ICM, the leading London-based FX and CFDs provider, stated that the United States dollar is rising for the second consecutive day where the dollar was able to break a major resistance zone and trade at a thirteen-month high.
The dollar index which measures the greenback against a basket of major currencies cleared the resistance zone between 95.00 and 95.50 to reach a thirteen-month high of 96.17 during the Asian session. Market participants await the release of the July Consumer Price Index where the year on year reading is expected to tick slightly higher. Strong numbers should provide support to the monetary policy stance of the Federal Reserve. As per ICM, the EURUSD suffered from the strength of the greenback and fell to a thirteen-month low of $1.1432. Moreover, the dollar continued to rise against the Turkish Lira and Russian Ruble where the USDTRY traded at a new record high of 6.29, and the USDRUB reached a twenty-six-month high of 67.15.
ICM highlighted that British Pound is falling for the seventh consecutive day as investors fear that Britain will leave the European Union without a deal. As per ICM trading platform, the GBPUSD tumbled to a one-year low of $1.2774, and GBPJPY fell to an eleven-month low of 141.70. Traders await economic data from the United Kingdom, as better-than-expected figures could provide support to the falling pound. The preliminary second-quarter GDP, manufacturing data, and trade balance are due today.

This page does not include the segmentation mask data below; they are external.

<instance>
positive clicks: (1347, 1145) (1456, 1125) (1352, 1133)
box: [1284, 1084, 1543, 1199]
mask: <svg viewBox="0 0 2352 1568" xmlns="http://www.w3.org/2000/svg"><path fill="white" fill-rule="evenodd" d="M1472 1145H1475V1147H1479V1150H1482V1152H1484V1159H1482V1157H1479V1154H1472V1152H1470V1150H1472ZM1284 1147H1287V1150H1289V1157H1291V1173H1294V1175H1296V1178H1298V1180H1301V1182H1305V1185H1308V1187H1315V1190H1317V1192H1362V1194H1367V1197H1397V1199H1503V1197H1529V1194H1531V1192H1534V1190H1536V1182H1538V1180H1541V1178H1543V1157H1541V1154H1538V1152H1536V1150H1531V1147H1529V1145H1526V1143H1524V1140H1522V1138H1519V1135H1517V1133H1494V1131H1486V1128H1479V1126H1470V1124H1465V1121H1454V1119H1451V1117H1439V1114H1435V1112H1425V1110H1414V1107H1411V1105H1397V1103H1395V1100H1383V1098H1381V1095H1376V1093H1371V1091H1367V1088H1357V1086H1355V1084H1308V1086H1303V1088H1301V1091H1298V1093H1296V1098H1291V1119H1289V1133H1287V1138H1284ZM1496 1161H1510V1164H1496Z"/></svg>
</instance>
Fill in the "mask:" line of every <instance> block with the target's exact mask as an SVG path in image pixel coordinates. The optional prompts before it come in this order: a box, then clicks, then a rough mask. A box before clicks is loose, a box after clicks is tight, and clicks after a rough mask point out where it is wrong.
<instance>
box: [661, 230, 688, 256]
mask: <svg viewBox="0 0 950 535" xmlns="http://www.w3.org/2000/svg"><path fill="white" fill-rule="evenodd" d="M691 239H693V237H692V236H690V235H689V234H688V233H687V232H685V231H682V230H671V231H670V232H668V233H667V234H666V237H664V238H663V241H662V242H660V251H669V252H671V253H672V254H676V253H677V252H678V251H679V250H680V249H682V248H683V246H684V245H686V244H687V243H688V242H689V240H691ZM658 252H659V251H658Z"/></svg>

The Japanese Yen was the only currency among majors that gained ground against the United States Dollar. As per ICM trading platform, the USDJPY traded at a two-week low of 110.68 as the pair found support by the risk aversion with equities. The preliminary release of the second quarter GDP showed that the economy grew by 0.5% QoQ versus an expectation of 0.3% and a prior reading of -0.2%.
Metal prices plunged during the Asian session as the dollar rallied. As per ICM trading platform, the Gold ounce traded at a low of $1206 and the silver ounce fell to $15.31. Both gold and silver prices are trading in a tight range near 2018 lows because of the absence of major fundamental news. However, the dollar rally and the US inflation data could lead the metals to a breakout.
Oil prices drifted lower for the second consecutive day despite the news that China will remove crude oil from its latest tariff list. As per ICM trading platform, the West Texas Intermediate crude futures settled lower at $66.69 per barrel and the Brent futures finished at $71.94 per barrel. The US energy services firm Baker Hughes will report the US oil rigs count later today.